Politik

Amerikas Reiche verschanzen sich in Ferienhäusern und auf Yachten

In den USA verlassen immer mehr reiche Personen das Land oder verschanzen sich. Auch viele Bürger versuchen, aus den Städten aufs Land zu gelangen.
26.03.2020 17:00
Aktualisiert: 26.03.2020 17:32
Lesezeit: 2 min
Amerikas Reiche verschanzen sich in Ferienhäusern und auf Yachten
Ein Helikopter fliegt an der New Yorker Freiheitsstatue vorbei. (Foto: dpa) Foto: Justin Lane

In den USA flüchten immer mehr Reiche oder Einflussreiche außerhalb des Landes oder verschanzen sich in Fluchtburgen. Wie die Frankfurter Allgemeine berichtet, wächst dagegen im Volk angesichts zunehmender Lieferengpässe bei Gütern des täglichen Bedarfs in manchen Gegenden die Ablehnung gegen die Eliten.

So sollen sich der FAZ zufolge eine ganze Reihe an Vorstandsvorsitzenden und hochrangigen Managern aus dem Silicon Valley in ihre Fluchtburgen nach Neuseeland zurückgezogen haben – etwa auch Peter Thiel, ein reicher deutschstämmiger Investor aus dem Technologiebereich.

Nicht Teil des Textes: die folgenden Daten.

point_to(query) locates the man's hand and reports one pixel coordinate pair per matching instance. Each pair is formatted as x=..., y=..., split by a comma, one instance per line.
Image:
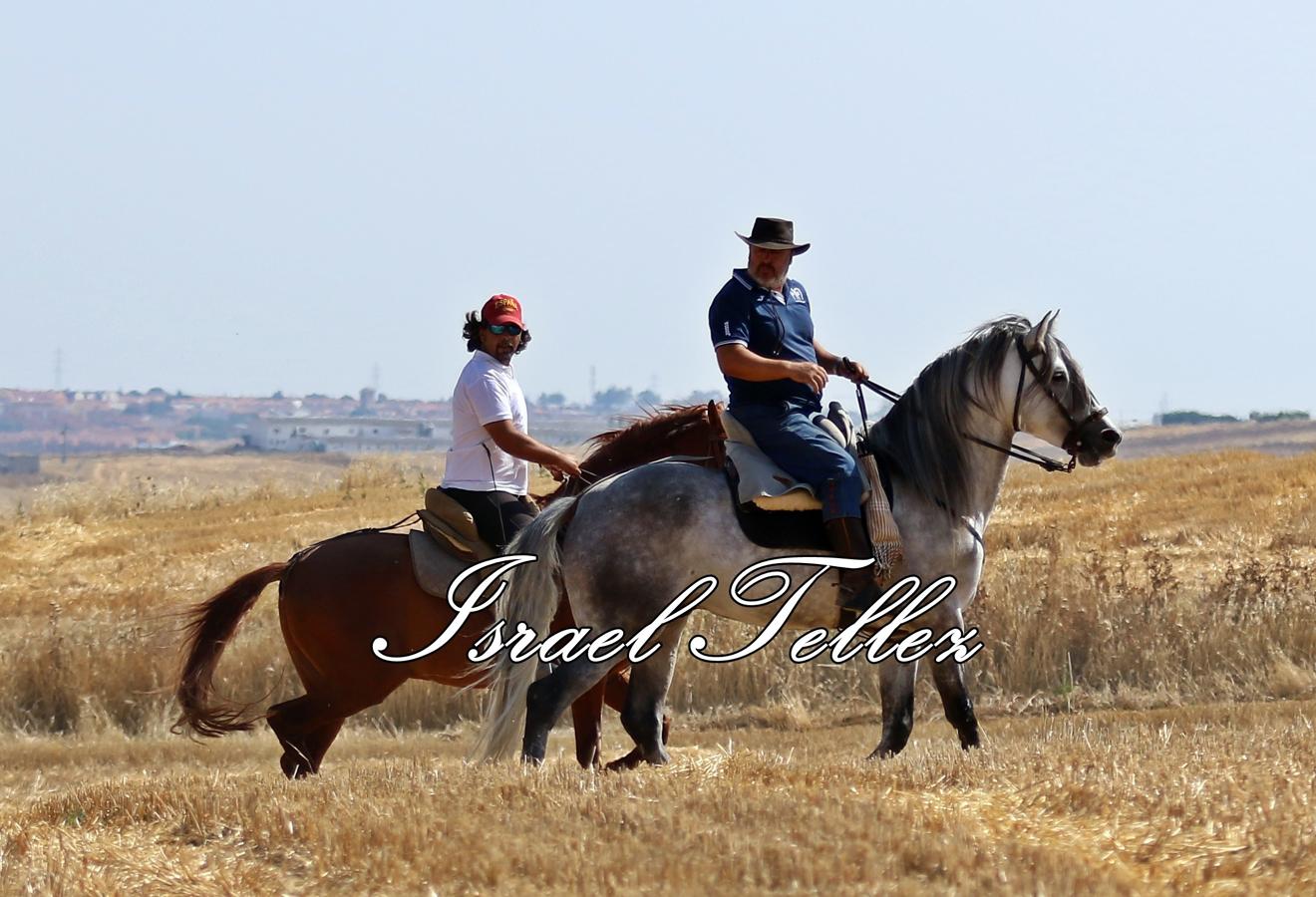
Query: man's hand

In den Hamptons – einer Reihe exklusiver Küstenorte auf der bei New York gelegenen Halbinsel Long Island – verschanzten sich derweil zahlreiche wohlhabende Geschäftsleute in ihren Wochenendhäusern. Spezielle Lieferdienste würden die reiche Kundschaft per Helikopter oder Privatjet mit dem Nötigsten versorgen, weil selbst in Long Island bereits Engpässe in den Supermärkten aufgetreten seien. Aus diesem Grund ist es in den vergangenen Tagen landesweit an einigen Orten zu Auseinandersetzungen zwischen den Teilzeit-Anwohnern und den Einheimischen gekommen, wie die Washington Post berichtet.

Nobelorte wie die Hamptons, Nantucket und Martha’s Vineyard, Zweitwohnsitz der Obamas, klagen bereits über leere Regale in den Lebensmittelgeschäften. ‚In dieser Stadt ist kein Gemüse mehr zu finden. Das haben wir elitären Leuten zu verdanken, die meinen, dass sie über den Regeln stehen‘, wetterte ein Bewohner East Hamptons, der von der FAZ zitiert wird.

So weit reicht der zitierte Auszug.